Rocio Hernandez /Nevada Sagebrush
Students gather on the Mathewson-IGT Knowledge Center lawn on Tuesday, Sept. 23 to sign up for TurboVote, a website designed to streamline voting registration. Despite the smoke-filled air, students took the time to register for the upcoming election.

By Maddison Cervantes

Students throughout the University of Nevada, Reno milled about the lawn in front of the Mathewson-IGT Knowledge Center last Tuesday evening for the university’s second Rock The Vote.

Rock The Vote was designed to encourage civil and political engagement throughout campus, and to get students interested in registering to vote, Jessica Salsman, assistant director of legislative affairs, stated. The event was made possible by TurboVote, a website designed to make registering and voting an easier process.

According to Salsman, despite the two-hour run time, the event proved to be an immense success for the Associated Students of the University of Nevada.

The event was specifically created to inspire students to get involved with elections throughout the Reno community, said Caden Fabbi, speaker of senate.

“This was an event to get students to sign up for something that would be useful for themselves, and the whole society,” Fabbi said.

Students interested in the political spectrum lined up and registered to vote using an iPad, laptop or smartphone at unr.

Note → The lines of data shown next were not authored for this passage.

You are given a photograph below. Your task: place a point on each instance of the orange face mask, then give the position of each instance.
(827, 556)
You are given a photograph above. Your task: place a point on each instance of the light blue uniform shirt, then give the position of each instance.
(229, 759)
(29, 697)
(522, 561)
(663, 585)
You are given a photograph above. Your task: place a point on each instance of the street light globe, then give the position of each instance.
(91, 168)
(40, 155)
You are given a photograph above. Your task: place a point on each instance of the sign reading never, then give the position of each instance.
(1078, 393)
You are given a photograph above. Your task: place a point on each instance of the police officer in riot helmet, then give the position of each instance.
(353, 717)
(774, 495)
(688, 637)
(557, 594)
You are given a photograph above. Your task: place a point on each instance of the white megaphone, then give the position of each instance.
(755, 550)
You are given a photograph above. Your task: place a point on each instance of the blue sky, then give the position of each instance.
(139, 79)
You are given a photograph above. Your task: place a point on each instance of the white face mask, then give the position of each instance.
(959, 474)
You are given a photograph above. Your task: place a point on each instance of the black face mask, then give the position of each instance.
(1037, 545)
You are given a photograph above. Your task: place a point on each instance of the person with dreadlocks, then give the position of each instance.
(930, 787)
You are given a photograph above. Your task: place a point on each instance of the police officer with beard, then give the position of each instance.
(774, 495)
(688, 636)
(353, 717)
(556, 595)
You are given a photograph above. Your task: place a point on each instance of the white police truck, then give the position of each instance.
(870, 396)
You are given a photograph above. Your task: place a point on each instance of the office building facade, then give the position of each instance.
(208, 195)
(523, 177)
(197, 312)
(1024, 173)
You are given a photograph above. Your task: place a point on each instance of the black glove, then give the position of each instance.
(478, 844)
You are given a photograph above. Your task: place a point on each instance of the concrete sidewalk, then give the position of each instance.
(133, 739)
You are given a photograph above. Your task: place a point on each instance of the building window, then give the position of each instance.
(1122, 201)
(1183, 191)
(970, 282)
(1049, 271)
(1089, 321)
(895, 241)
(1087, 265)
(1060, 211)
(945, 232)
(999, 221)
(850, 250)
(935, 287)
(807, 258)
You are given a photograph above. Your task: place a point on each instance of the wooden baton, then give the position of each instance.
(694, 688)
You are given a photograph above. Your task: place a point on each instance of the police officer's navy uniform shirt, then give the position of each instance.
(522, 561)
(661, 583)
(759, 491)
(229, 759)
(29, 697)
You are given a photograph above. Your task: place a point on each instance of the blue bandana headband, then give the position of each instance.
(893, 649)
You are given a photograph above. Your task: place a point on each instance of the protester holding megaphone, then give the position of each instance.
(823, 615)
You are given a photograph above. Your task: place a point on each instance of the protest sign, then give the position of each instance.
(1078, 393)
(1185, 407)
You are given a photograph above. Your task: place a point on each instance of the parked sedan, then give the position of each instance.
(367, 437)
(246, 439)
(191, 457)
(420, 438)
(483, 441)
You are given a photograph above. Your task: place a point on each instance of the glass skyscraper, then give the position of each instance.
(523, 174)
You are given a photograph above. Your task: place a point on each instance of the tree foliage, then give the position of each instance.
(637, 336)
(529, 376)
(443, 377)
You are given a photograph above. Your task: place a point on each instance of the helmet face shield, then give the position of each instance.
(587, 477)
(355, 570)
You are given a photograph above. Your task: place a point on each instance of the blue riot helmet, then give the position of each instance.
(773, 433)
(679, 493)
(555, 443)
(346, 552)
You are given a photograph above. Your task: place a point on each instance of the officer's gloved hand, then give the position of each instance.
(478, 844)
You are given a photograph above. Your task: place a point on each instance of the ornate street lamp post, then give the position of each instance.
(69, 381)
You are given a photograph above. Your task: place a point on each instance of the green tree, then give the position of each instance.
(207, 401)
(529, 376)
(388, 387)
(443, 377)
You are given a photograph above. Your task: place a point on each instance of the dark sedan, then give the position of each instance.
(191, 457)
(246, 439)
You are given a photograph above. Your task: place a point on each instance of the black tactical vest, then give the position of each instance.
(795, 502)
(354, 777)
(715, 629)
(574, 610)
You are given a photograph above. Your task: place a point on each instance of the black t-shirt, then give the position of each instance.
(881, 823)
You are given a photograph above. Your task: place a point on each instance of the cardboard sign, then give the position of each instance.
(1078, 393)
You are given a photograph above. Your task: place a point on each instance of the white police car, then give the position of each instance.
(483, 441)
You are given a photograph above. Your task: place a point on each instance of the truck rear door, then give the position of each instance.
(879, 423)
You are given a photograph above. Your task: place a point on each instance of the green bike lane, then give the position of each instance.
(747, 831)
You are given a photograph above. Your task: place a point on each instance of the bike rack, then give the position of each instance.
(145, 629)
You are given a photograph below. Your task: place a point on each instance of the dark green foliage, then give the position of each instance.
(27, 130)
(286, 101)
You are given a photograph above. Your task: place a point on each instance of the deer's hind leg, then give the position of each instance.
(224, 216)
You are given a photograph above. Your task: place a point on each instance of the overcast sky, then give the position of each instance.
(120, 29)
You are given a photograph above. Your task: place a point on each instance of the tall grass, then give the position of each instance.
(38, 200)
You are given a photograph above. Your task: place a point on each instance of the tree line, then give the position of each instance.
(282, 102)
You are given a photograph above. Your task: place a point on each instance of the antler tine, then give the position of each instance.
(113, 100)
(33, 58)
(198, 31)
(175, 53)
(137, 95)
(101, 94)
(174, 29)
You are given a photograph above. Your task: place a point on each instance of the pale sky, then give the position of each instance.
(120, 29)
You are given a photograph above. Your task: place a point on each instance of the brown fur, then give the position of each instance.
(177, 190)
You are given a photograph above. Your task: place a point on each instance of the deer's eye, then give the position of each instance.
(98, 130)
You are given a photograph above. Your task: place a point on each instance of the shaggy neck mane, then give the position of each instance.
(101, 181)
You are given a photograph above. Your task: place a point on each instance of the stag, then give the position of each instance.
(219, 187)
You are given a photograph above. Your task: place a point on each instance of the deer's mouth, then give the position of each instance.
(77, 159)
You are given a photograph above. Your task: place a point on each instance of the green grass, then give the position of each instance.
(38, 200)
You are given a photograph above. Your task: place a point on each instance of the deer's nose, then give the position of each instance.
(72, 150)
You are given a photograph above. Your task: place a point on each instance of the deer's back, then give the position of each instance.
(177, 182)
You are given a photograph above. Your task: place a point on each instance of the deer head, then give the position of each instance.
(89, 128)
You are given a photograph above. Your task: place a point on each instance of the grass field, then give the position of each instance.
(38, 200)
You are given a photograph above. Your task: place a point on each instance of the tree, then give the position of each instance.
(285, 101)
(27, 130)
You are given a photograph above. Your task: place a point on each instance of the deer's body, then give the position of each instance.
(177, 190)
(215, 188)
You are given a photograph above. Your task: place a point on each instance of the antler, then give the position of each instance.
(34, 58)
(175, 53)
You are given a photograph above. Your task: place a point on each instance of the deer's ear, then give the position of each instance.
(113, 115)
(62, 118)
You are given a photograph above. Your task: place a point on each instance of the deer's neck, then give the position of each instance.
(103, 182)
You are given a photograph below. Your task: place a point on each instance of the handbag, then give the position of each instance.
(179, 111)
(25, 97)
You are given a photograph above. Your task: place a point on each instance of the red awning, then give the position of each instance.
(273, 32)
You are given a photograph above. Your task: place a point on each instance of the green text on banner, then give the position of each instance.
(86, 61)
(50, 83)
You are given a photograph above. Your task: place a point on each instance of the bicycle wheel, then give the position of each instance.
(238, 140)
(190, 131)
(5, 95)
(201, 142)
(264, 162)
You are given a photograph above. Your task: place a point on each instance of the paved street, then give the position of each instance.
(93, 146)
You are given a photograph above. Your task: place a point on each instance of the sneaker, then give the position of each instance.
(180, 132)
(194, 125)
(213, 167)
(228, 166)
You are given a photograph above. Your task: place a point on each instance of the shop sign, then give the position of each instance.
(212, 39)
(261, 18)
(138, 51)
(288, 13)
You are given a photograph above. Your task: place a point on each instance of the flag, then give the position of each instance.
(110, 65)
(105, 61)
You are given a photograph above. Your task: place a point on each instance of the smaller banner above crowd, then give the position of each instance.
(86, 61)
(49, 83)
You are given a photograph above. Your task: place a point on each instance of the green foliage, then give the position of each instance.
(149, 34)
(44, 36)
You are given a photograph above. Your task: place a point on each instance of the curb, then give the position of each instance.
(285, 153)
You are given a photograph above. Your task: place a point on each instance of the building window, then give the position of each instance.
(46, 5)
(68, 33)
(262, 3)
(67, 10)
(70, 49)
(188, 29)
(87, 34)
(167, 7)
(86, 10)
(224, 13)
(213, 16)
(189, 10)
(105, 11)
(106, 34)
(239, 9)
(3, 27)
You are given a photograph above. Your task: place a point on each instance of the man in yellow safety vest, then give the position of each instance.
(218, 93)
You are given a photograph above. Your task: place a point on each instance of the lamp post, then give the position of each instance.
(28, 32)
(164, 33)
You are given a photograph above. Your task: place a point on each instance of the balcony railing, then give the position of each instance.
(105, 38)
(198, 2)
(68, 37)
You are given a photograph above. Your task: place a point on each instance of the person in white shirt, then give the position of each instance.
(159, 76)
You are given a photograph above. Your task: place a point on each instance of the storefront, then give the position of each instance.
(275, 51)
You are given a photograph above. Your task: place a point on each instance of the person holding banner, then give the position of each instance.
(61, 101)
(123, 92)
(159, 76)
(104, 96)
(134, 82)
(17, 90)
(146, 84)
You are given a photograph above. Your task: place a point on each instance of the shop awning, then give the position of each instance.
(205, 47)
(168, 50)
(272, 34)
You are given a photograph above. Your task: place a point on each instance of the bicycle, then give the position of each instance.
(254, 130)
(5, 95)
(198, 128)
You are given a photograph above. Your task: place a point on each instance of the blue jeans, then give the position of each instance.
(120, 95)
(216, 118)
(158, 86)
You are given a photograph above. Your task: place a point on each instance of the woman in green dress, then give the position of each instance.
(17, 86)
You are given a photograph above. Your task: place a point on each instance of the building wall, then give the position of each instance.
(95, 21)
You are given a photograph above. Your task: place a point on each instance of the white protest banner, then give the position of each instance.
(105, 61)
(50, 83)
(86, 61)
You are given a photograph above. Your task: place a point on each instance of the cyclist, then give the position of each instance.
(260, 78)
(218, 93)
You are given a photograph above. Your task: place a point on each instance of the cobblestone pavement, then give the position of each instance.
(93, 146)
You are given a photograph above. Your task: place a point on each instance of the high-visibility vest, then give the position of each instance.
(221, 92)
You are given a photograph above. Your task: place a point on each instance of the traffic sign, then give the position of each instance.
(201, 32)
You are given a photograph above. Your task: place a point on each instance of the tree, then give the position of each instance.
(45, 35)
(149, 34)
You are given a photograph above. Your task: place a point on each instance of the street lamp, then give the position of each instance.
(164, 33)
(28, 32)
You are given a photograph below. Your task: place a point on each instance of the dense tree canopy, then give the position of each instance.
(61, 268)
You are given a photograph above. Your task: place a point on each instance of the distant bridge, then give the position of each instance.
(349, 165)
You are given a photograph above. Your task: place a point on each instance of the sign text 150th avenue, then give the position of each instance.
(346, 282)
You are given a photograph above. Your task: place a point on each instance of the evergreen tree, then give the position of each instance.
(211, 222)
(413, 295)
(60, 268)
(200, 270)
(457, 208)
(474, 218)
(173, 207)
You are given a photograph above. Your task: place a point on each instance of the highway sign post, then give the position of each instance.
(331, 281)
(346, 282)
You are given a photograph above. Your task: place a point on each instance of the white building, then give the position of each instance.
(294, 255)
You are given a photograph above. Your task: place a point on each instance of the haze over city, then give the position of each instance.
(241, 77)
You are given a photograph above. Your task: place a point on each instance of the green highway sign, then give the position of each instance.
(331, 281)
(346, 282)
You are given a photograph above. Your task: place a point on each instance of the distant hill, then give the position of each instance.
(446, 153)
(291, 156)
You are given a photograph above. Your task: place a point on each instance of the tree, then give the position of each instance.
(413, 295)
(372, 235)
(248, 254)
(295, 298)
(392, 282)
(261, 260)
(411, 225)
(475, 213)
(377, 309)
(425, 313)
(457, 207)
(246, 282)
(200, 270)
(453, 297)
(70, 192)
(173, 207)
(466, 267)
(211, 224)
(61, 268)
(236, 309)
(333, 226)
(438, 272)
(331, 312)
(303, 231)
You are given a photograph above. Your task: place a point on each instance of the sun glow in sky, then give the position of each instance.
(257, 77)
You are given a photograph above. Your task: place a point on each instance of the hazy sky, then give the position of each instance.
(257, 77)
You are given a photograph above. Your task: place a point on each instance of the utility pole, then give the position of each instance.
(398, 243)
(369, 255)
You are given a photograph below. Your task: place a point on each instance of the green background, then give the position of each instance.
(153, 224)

Freshman Kirstyn Porter learned of Rock The Vote from a poster hanging in her residence hall, and found herself influenced by ASUN’s effort at politically engaging students.

“I think that what we are voting for affects us directly, especially as young people, so it’s really important that you make your voice and your opinions heard,” Porter said. “This will be a good way to do that.”

Salsman stated that the coordinators purposely organized the event in a manner that comes across as a social event, in order to raise the curiosity of students.

“We try to approach our events in a way that shows that voting is cool, that’s why we have free food, music and entertainment,” Salsman said. “We want students to see that becoming politically engaged by registering to vote is super simple and it can be a fun process.”

ASUN provided food trucks at the event such as BoDawgs and Lazy Sundae. In order to further encourage participation, those who signed up were able to get a free hot dog or anything off Lazy Sundae’s menu.

Junior Cameron Meals said that while walking to class, he noticed the option for free food and stopped.

“I actually registered (to vote) a few weeks ago, and put down the wrong address, so it worked out good,” Meals said.

Meals said that he has recently become interested in more involved in voting now that he has learned of TurboVote’s notifications, he believes it will be a beneficial resource for students.

“For other students, obviously the food trucks caught their attention,” Fabbi said. “But I’m okay with that, because if free food is what it takes to get students to sign up for a program that will encourage and remind them to vote in this year’s elections, then so be it.”

An array of other features ranging from food to entertainment kept students interested and engaged throughout the event.

The words, “What does democracy mean to you?” were scripted against a giant chalkboard titled “Democracy Plaza” displayed on the grass in front of the Knowledge Center. According to Salsman, the purpose of the chalkboard was to inspire students to gather their opinion on the word, and then write it on the board. This year, the chosen question received answers such as “the Second Amendment,” “freedom” and “patriotism.”

“I believe that gun ownership, protected by the Second Amendment, is vital to a democracy as it allows the people to stay in control and protects us from an over reaching government,” Sen. Ryan Hood, who was responsible for the “Second Amendment” written on the board, said.

Reno Mayor Bob Cashell was one of the participants who contributed to the event with a speech directed toward students on the significance of being politically involved.

Several of the university’s clubs and organizations including Mi Familia Vota, Biggest Little Excuse, College Republicans and Wolf Pack Radio each had tables at the event. Fabbi stated that this tabling technique was also a method of engagement, being that students were able to involve themselves in a more relatable way.

Many students in attendance were previously registered to vote, but opted to do so again on TurboVote in order to receive the notifications the website provides with times and locations for voting. These notifications are sent to registered students via text message.

With these additional sign-ups, Rock The Vote concluded with over 200 new student registrations total. Salsman stated that the event was successful due to the fact that ASUN approached it in a non-forceful way.

“We want students to yearn to know more and to become involved,” Salsman said. “By making registering something fun by offering incentives, students are more likely to participate.”